Bung Hatta |
Ali Sadikin terhenyak mendengar kabar itu. Orang sekelas mantan Wakil Presiden Mohammad Hatta, tidak mampu membayar iuran air PAM. Saking kecilnya uang pensiun, Bung Hatta juga kesulitan membayar listrik dan uang pajak dan bangunan.
Gubernur legendaris Jakarta itu terharu melihat kondisi Bung Hatta. Seorang pemimpin yang jujur hingga hidup susah di hari tua.
"Begitu sederhananya hidup pemimpin kita pada waktu itu," kata Bang Ali terharu. Hal itu dikisahkan Bang Ali dalam biografinya Bang Ali, Demi Jakarta 1966-1977 yang ditulis Ramadhan KH.
Bang Ali tak cuma terharu, dia langsung bergerak. Sang Letnan Jenderal Marinir itu melobi DPRD DKI untuk menjadikan Bung Hatta sebagai warga kota utama. Dengan begitu, Bung Hatta terbebas dari iuran air dan PBB.
DPRD setuju. Pemerintah Pusat juga memberikan sejumlah bantuan, di antaranya bebas bayar listrik.
Ironis memang, seorang proklamator, mantan wakil presiden, mantan perdana menteri dan seorang Bapak Bangsa Indonesia sampai tidak punya uang untuk membayar listrik dan air. Tapi itulah kejujuran seorang Mohammad Hatta. Padahal jika mau main proyek, Hatta tentu bisa kaya tujuh turunan macam pejabat bermental bandit.
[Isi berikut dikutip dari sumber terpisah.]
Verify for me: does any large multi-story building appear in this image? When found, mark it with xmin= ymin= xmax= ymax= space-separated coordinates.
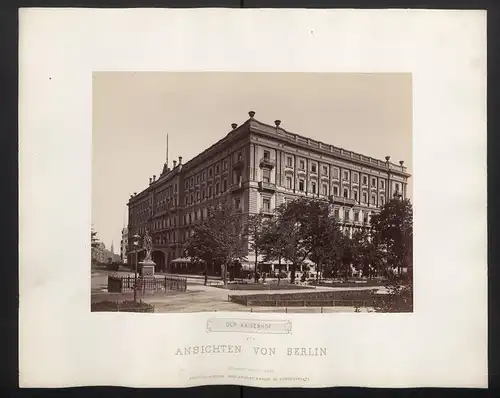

Banyak kisah kesederhanaan Hatta yang bisa membuat air mata meleleh. Saat Bung Hatta tak bisa membelikan mesin jahit untuk istrinya karena kekurangan uang. Atau sepatu Bally yang tak pernah bisa terbeli hingga akhir hayatnya. Guntingan iklan sepatu itu masih tersimpan rapi di perpustakaannya. Namun sepatunya tak sanggup terbeli oleh sang proklamator.
Hatta tak meninggalkan banyak uang. Dia mewariskan keteladanan untuk Bangsa ini. Keteladanan yang kini makin jauh dengan perilaku korup para pejabat negara.